The original Diablo developers at Condor had a novel idea to make money after the game released: Physical microtransactions.
While gaming has certainly evolved since the 70s and 80s, parts of the market have remained the system. Coin-op arcades were the original microtransactions and games were designed to be as hard as possible to ensure players keep pumping in quarters for another chance. The video game crash changed things and it took a while before this kind of small accruing monetization arrived on consoles, but then Bethesda introduced horse armor and gave rise to gaming's current billion-dollar mTX economy.
Even back in the 90s, PC developers were trying to find ways to monetize their games over time. The original Diablo devs came up with the interesting idea to sell small "expansion discs" that would contain little extras like armor, weapons, and even new environmental effects. The idea was to sell off small pieces of the game for $5 a piece--kind of like a physical microtransaction.
Condor, the original studio founded by David Brevik and brothers Erich and Max Schaefer, included the marketing idea in their original Diablo pitch. Condor was acquired by Blizzard in 1996 and renamed Blizzard North, where it stood for many years and delivered Diablo II and its accompanying Lord of Destruction expansion.
Condor took inspiration from the popular card game Magic: The Gathering for this particular idea. Magic makes money by selling themed packs that continue a storyline and offer more collectible cards while constantly rotating blocks--or sets of cards--outside of tournament play. The result is an ever-evolving product ecosystem where consumers have to keep buying packs if they want to keep up and play in tournaments.

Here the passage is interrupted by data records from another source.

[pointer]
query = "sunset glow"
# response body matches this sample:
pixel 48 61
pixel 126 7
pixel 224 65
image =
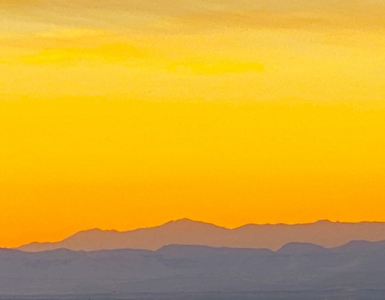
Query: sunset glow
pixel 128 114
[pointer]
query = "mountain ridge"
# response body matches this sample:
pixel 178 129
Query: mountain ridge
pixel 188 232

Here's an excerpt from the Diablo pitch:
There are really two products here: Diablo, which stands on its own, and its expansion packs.

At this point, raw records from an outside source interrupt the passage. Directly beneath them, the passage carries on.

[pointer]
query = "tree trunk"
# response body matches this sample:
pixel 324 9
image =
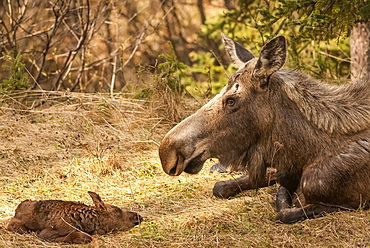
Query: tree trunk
pixel 360 50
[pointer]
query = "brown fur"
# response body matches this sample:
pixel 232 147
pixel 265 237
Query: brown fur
pixel 70 222
pixel 316 135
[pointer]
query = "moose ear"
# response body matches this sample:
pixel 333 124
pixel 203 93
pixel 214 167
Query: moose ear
pixel 272 57
pixel 237 53
pixel 99 204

These packs would consist of one disk and maybe an information card in a small package. The disk would contain new elements that are directly installable into the base Diablo game. These elements would include: new magic items, new creatures, new traps and new level graphics.
Expansion disks would all be different (or maybe 16 or 32 combinations) and would contain approximately 16 new elements in varying degrees of rarity. A sample disk might contain: One rare sword, three uncommon magic items, eight common items, two creatures, one trap, and a new hallway type.
A player would buy a new expansion disk or two, go home and install the new data into his game. The new elements would be incorporated into the random mix when a new level is generated. Perhaps a player's character should have one goodie directly placed into his inventory for instant gratification.
We believe these expansion disks should be priced at around $4.95 with the hope that they would be placed near cash registers as point-of-purchase items. Players would buy these packs as an afterthought, or maybe in an attempt to collect them all. A 'collector'-type art card, representing the rare item in a pack, could enhance this sense of collectability.